Living your life not expecting a tomorrow can and will change your thought process.

Thousands of people read this blog, yes thousands.  Many of you write me your opinions and, I personally take the time to answer or address the differences of opinions sent to me- yes me!  When we receive a religious challenge or opposition to my opinion, understand that you are entitled to your opinion, however, your opinion may not be factually based and especially when directed at a religion you are not familiar or educated to understand. Religion and politics don’t mix because everyone has their own opinions.

Having said this, dedicated readers are also aware that every bride I’ve married is beautiful, every groom dashing and handsome.  You see I consider being a part of their story an honor and meeting their families a delight. Frankly I’ve never met a couple planning to marry who weren’t surrounded by an aura of beauty and love.

Ann Alexander and I were struck with awe on beautiful bride Jacqueline Guzman and her dashing Prince Tony Gale a few months ago, truly worthy of gracing the cover of a wedding magazine, there was another family that touched my heart a few short weeks prior to the water gardens wedding of the Gale wedding I am sad to say ended tragically.

My schedule us often booked three months in advance, however when I read an email that touches my heart, I have and I always will, alter my schedule in order to accommodate them.

Some of you will remember the romantic union of the emergency responder and the bride who lost her leg.  It is with great sadness that a tragic accident took the life of her dashing young Prince.  Being requested to officiate this memorial, is as much of an honor to me as officiating their wedding a few brief months ago.

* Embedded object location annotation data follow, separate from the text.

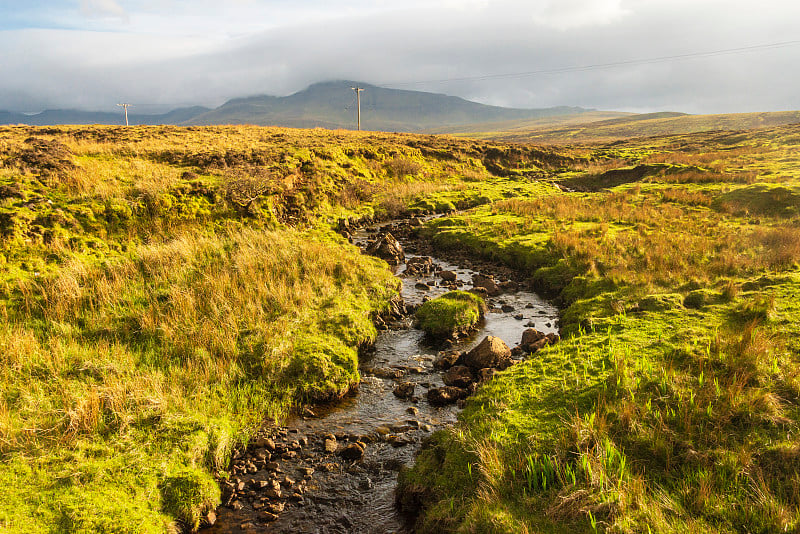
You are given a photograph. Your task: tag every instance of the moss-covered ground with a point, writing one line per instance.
(166, 290)
(453, 312)
(672, 402)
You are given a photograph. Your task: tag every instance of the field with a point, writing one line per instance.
(672, 403)
(608, 127)
(166, 290)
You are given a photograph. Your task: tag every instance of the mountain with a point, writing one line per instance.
(52, 117)
(333, 105)
(327, 105)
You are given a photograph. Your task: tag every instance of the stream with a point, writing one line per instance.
(311, 475)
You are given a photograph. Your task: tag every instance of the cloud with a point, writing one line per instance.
(288, 45)
(104, 9)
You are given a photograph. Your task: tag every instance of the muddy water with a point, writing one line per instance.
(342, 496)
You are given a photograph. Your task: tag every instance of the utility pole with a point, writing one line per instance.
(126, 112)
(358, 103)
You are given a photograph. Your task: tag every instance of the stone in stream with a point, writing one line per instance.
(354, 451)
(448, 276)
(487, 283)
(385, 372)
(446, 359)
(491, 352)
(445, 395)
(420, 265)
(387, 248)
(459, 376)
(404, 390)
(530, 336)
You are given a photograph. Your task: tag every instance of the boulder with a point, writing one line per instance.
(445, 395)
(420, 265)
(459, 376)
(448, 276)
(354, 451)
(491, 352)
(404, 390)
(388, 248)
(531, 336)
(487, 283)
(446, 359)
(484, 375)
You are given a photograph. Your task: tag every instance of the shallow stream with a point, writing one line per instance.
(322, 492)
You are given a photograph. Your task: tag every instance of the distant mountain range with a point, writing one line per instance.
(327, 105)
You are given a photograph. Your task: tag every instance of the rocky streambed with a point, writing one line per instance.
(334, 469)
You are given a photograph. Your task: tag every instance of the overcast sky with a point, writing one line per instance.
(161, 54)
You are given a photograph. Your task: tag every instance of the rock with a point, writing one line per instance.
(385, 372)
(266, 443)
(459, 376)
(419, 265)
(446, 359)
(491, 352)
(329, 445)
(509, 285)
(531, 336)
(354, 451)
(398, 441)
(445, 395)
(487, 283)
(448, 276)
(404, 390)
(211, 517)
(269, 516)
(484, 375)
(388, 248)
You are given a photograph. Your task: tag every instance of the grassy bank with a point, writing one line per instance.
(165, 290)
(672, 402)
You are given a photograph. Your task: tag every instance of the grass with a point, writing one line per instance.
(167, 290)
(671, 403)
(453, 312)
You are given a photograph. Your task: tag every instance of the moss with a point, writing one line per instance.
(188, 494)
(321, 369)
(453, 312)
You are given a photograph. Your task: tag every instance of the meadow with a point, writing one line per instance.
(166, 291)
(672, 402)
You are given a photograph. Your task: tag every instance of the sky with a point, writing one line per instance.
(694, 56)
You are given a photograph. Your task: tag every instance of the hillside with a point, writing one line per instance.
(332, 105)
(621, 127)
(67, 116)
(167, 290)
(328, 105)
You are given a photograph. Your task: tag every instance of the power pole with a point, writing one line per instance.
(126, 112)
(358, 103)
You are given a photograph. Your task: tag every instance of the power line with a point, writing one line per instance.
(599, 66)
(126, 106)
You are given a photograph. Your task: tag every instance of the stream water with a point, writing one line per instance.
(319, 491)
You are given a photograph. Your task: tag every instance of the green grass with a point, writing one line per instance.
(166, 290)
(671, 403)
(453, 312)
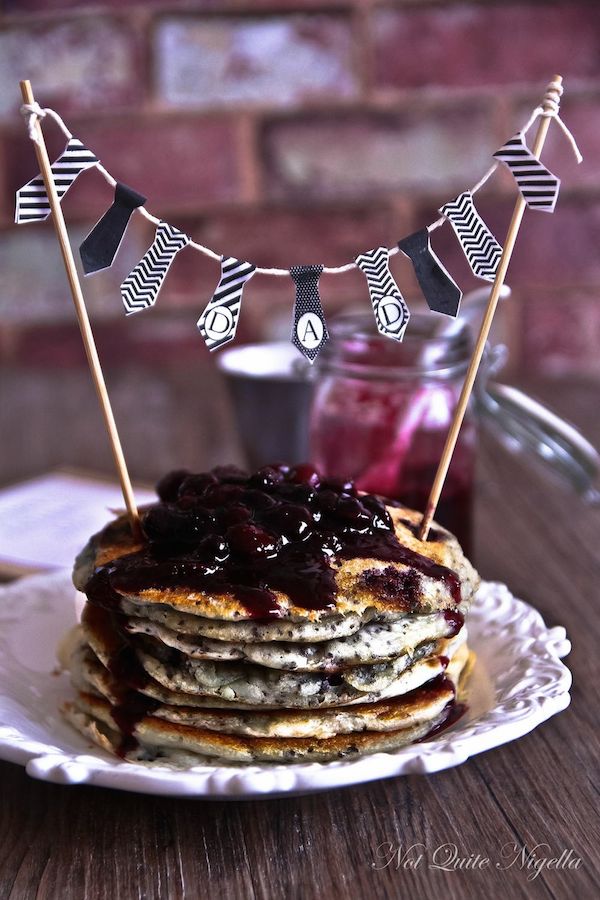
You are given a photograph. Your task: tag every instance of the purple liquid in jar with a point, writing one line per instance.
(381, 414)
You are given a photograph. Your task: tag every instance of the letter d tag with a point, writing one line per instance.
(391, 311)
(218, 322)
(309, 333)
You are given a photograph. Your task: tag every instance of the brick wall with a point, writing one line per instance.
(281, 132)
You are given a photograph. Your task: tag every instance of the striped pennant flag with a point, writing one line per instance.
(309, 333)
(481, 248)
(218, 322)
(140, 288)
(537, 184)
(32, 201)
(391, 312)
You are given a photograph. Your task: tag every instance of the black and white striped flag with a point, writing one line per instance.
(140, 288)
(537, 184)
(389, 306)
(481, 248)
(32, 201)
(218, 322)
(309, 333)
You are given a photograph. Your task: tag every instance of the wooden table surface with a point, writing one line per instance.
(83, 842)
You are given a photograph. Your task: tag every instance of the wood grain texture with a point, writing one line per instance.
(79, 842)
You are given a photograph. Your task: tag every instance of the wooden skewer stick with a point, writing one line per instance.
(511, 237)
(82, 316)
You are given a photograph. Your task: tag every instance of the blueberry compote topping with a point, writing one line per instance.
(280, 529)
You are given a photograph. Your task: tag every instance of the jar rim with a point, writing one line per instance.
(440, 348)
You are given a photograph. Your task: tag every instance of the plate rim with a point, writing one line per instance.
(525, 707)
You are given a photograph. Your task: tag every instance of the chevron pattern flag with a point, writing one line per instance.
(218, 322)
(439, 289)
(140, 288)
(32, 201)
(537, 184)
(309, 333)
(391, 312)
(479, 244)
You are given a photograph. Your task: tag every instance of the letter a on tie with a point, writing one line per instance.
(218, 322)
(309, 333)
(391, 311)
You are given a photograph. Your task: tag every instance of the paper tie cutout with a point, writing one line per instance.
(390, 309)
(32, 200)
(479, 245)
(218, 322)
(309, 333)
(140, 288)
(100, 247)
(439, 288)
(538, 186)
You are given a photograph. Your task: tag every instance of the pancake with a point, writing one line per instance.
(174, 743)
(415, 707)
(375, 642)
(274, 617)
(362, 585)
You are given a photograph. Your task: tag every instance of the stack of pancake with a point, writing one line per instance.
(272, 617)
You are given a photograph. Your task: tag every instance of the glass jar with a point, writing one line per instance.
(382, 409)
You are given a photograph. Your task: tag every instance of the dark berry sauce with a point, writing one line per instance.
(225, 532)
(280, 529)
(128, 677)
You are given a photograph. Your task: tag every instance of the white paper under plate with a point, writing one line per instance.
(518, 682)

Today I wish to revisit funeral etiquette with the several emails sent and the fragility of life gone too soon.  Many of your questions related to differences of religion or confusion as how to help bear a brief explanation but first let me explain that ANY traumatic event involves a series of emotions- this is normal.  Anger at the unexpected loss of a loved one, sadness or guilt over forgetting to tell them that you loved them as they left for work.  Believe me when I tell you that everyone experiences a range of emotions when dealing with loss- not just you, me or anyone else.

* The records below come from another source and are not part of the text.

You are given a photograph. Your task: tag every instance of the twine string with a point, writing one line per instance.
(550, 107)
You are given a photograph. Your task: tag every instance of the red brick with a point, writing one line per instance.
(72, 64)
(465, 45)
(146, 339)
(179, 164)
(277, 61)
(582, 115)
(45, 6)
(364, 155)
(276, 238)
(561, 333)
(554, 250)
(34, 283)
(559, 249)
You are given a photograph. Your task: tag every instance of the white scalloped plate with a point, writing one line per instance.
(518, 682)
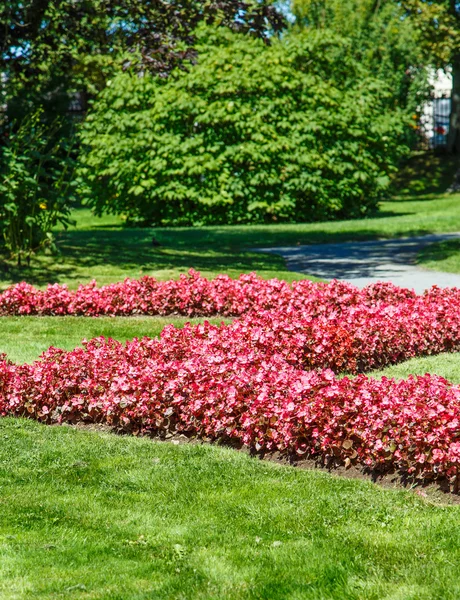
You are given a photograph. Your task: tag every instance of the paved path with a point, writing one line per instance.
(362, 263)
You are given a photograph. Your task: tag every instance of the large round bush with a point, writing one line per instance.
(292, 131)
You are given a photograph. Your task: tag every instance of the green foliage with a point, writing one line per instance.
(35, 185)
(293, 131)
(386, 42)
(50, 49)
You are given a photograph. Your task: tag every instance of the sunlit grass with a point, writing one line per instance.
(92, 515)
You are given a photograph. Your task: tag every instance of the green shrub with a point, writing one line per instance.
(36, 181)
(294, 131)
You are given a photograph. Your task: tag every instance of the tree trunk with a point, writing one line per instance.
(453, 139)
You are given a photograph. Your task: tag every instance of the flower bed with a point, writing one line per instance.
(265, 380)
(191, 295)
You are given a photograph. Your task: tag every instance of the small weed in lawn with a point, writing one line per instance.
(149, 519)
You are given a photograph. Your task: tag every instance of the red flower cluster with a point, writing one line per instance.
(190, 295)
(264, 380)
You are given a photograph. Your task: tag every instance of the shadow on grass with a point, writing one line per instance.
(426, 174)
(439, 252)
(121, 252)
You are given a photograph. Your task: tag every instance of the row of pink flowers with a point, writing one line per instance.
(265, 380)
(191, 295)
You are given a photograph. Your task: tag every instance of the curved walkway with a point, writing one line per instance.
(362, 263)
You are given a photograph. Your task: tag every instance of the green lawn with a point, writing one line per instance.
(94, 516)
(90, 515)
(105, 250)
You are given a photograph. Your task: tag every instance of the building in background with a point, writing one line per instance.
(436, 113)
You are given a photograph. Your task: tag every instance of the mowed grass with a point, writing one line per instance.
(442, 256)
(91, 515)
(105, 250)
(446, 365)
(23, 339)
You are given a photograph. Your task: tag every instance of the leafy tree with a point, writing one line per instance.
(387, 43)
(294, 131)
(439, 24)
(36, 171)
(51, 48)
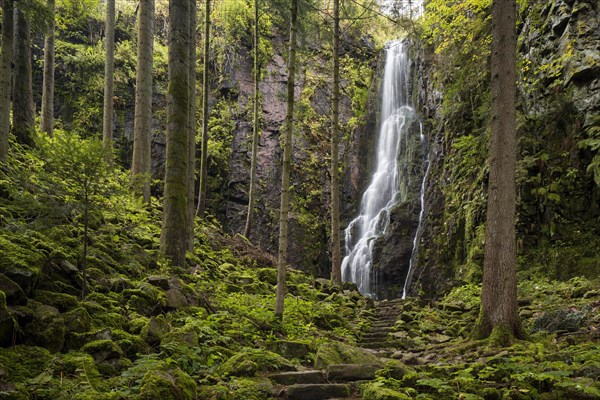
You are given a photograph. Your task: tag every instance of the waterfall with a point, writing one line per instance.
(390, 182)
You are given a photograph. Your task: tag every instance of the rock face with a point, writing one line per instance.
(559, 101)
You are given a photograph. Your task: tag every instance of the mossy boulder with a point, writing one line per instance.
(156, 329)
(14, 294)
(167, 383)
(249, 362)
(7, 323)
(290, 349)
(21, 363)
(371, 391)
(330, 353)
(47, 327)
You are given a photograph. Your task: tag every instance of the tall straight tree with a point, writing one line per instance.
(204, 149)
(174, 232)
(192, 126)
(5, 75)
(23, 107)
(255, 127)
(499, 290)
(142, 125)
(336, 272)
(287, 165)
(47, 113)
(109, 67)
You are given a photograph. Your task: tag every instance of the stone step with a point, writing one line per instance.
(298, 377)
(351, 372)
(317, 391)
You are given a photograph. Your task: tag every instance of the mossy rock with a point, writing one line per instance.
(7, 323)
(372, 391)
(249, 362)
(62, 301)
(14, 294)
(167, 383)
(103, 350)
(22, 362)
(46, 329)
(330, 353)
(290, 349)
(251, 389)
(155, 330)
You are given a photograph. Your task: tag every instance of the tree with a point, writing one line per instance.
(174, 231)
(142, 129)
(23, 107)
(498, 313)
(204, 149)
(287, 165)
(109, 67)
(192, 126)
(5, 75)
(255, 126)
(47, 113)
(336, 272)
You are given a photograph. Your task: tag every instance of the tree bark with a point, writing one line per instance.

Lets start with the most popular question this week, visitation.  Visitation can and is normally held at a funeral home, your arrival at any time during the posted hours is an honor to the family of the person who has left this earth to sing among the angels.  You are welcome to stay as long as you desire.  It is perfectly expected to show emotion at the loss, but should you need to leave the room, you are welcome to do so.

When children are involved in a viewing or death, I advise parents of the importance of explaining to the child whatever your religious preference might be that the deceased is in a safe place, no longer suffering due to illness and no longer actually in the coffin- understanding and explaining that the body is a shell and the soul has found a peaceful and beautiful new home.  Give peace and a kind word of inspiration, contribute a memory, lend an ear.